Rome is entering a crucial “phase of transformation” centred on upgrading public infrastructure and launching a series of major public-private partnerships, according to Maurizio Veloccia, Urban Planning Alderman for the Municipality of Rome.
Speaking at the IPE Real Assets Global Conference on Thursday, Veloccia said the city plans to invest €8bn in public infrastructure – including metro, tram and rail expansion, as well as social housing – in a bid to boost its attractiveness while reducing inequality.
“I think public transportation is the main challenge in Rome – the main gap between Rome and other European cities,” Veloccia said. “But also housing, housing, housing. That is a major issue in Rome: affordable housing, social housing, public housing.”
Veloccia also stressed the importance of balancing urban regeneration with sustainability in the ‘Eternal City’. “Rome is unique, so we need to find a very careful balance between these two elements,” he said.
To accelerate the transformation, the municipality is pushing for constitutional reform that would elevate Rome to an independent tier of government with direct legislative authority. The reform would grant the city special autonomous status and legislative powers in areas such as urban planning, public transport and tourism, allowing Rome to bypass regional agreements and establish its own urban development framework.
“This is very important work that will allow us to change the rules and simplify processes such as land-use changes and the regeneration of disused buildings,” Veloccia said.

He added that the city has “more than 96sqkm of transformable land and more than 10m sqm of disused non-residential buildings”.
Among the largest regeneration projects is Tor Vergata, a 48-hectare site in eastern Rome that includes an unfinished sports facility designed by renowned architect Santiago Calatrava. The project is expected to attract around €1bn in public-private investment focused on innovation, education, research and housing.
Manfredi Catella, founder and chief executive of Italian asset manager Coima – the group behind Milan’s Porta Nuova regeneration – said Rome is approaching a pivotal moment similar to Milan’s transformation between 2000 and 2010.
“At that time, large projects emerged and Milan became what most of you have experienced directly or indirectly,” Catella said. “I think Rome is at the same trigger point, so from a timing perspective it is very interesting to invest here.”
Being late to regeneration may ultimately prove advantageous, he added. “Rome is late in regeneration, but I think today this is actually an advantage because the public administration can update its agenda using current knowledge and best practices.”
Catella also praised what he described as the municipality’s “visionary” governance approach. “The current municipal administration demonstrates the same kind of visionary governance shown by Milan under Mayor Albertini in the late 1990s and early 2000s, viewing urban transformation as a driver of economic, environmental and social development,” he said.

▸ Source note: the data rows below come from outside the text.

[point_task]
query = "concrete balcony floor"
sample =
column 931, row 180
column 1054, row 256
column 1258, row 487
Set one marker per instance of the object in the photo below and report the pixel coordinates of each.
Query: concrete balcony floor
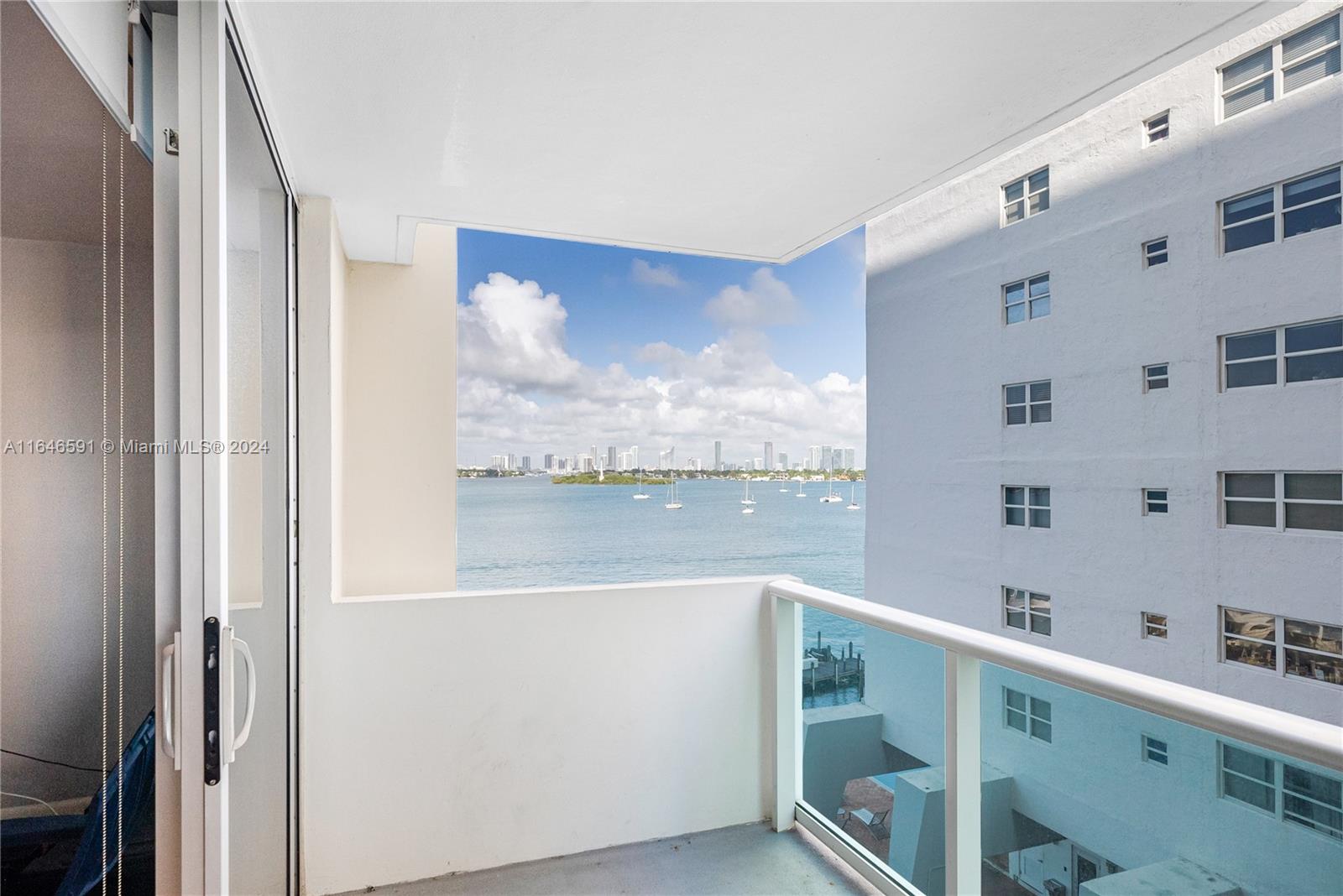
column 745, row 859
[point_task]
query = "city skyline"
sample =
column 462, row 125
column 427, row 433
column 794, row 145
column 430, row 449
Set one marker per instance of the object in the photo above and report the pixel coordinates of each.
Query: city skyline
column 617, row 459
column 742, row 353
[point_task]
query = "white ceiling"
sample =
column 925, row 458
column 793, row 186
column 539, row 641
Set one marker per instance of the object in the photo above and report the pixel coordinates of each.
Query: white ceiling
column 752, row 130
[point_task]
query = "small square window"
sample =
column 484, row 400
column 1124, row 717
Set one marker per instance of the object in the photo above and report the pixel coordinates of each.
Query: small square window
column 1155, row 625
column 1027, row 300
column 1155, row 253
column 1027, row 403
column 1158, row 128
column 1249, row 638
column 1027, row 611
column 1249, row 499
column 1029, row 715
column 1025, row 197
column 1027, row 506
column 1299, row 60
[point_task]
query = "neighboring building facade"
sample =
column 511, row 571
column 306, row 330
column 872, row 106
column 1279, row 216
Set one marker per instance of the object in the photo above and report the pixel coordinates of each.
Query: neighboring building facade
column 1060, row 371
column 1108, row 381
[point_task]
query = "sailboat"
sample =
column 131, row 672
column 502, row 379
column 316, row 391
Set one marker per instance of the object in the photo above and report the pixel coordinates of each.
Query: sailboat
column 830, row 497
column 673, row 503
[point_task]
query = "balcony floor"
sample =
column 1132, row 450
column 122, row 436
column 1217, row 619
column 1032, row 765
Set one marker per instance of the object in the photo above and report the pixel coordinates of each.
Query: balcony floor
column 747, row 859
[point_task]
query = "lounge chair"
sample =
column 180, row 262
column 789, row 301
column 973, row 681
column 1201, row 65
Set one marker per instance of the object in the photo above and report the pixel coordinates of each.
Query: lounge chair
column 24, row 840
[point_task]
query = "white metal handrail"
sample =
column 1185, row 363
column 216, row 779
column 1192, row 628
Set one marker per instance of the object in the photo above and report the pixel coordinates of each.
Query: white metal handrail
column 1293, row 735
column 966, row 651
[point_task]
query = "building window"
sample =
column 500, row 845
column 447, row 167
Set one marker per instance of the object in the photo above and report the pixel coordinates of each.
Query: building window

Coima was recently selected as development partner for the central Guido Reni redevelopment project by Cassa Depositi e Prestiti, the state-controlled investment and fund management group focused on urban regeneration, social housing and the redevelopment of unused public assets.
Located in Rome’s Flaminio district, the €550m redevelopment of the historic Guido Reni barracks is set to include roughly €400m of residential facilities alongside a €120m science museum known as Science Forest. The five-hectare site will be redeveloped through a newly created fund managed by Coima and backed by CDP Real Asset’s FIV fund, Abu Dhabi-based developer Eagle Hills and the Coima ESG City Impact Fund.
Antonino Turicchi, chief executive of CDP Real Asset SGR, described CDP’s role as enabling large-scale public-private regeneration projects by assuming the early-stage risks that private investors are often reluctant to take on.
“When you start a project like this, you have what I call the ‘first mile’,” he said. “The first mile is the most difficult part of a regeneration process because it involves environmental, architectural and urban-planning issues that can take years to resolve – 10 years in the case of Guido Reni – and carries significant risks that the market typically avoids.”
“But completing this phase is crucial before a project can move forward. We support this type of risk because we believe it is essential to attracting long-term investment capital.”
CDP currently manages €1.5bn of urban regeneration investments across Italy, including €1bn concentrated in Rome across seven projects.
Once the de-risking phase is completed, CDP launches transparent and competitive processes to select development partners while retaining investment stakes in the projects rather than simply selling development rights
“This approach serves as a bridge between the public and private sectors,” Turicchi said. “It also helps ensure projects are successfully completed. Our role is not simply to present and sell a project, but to invest alongside our partners because our objective is to help transform parts of the city.”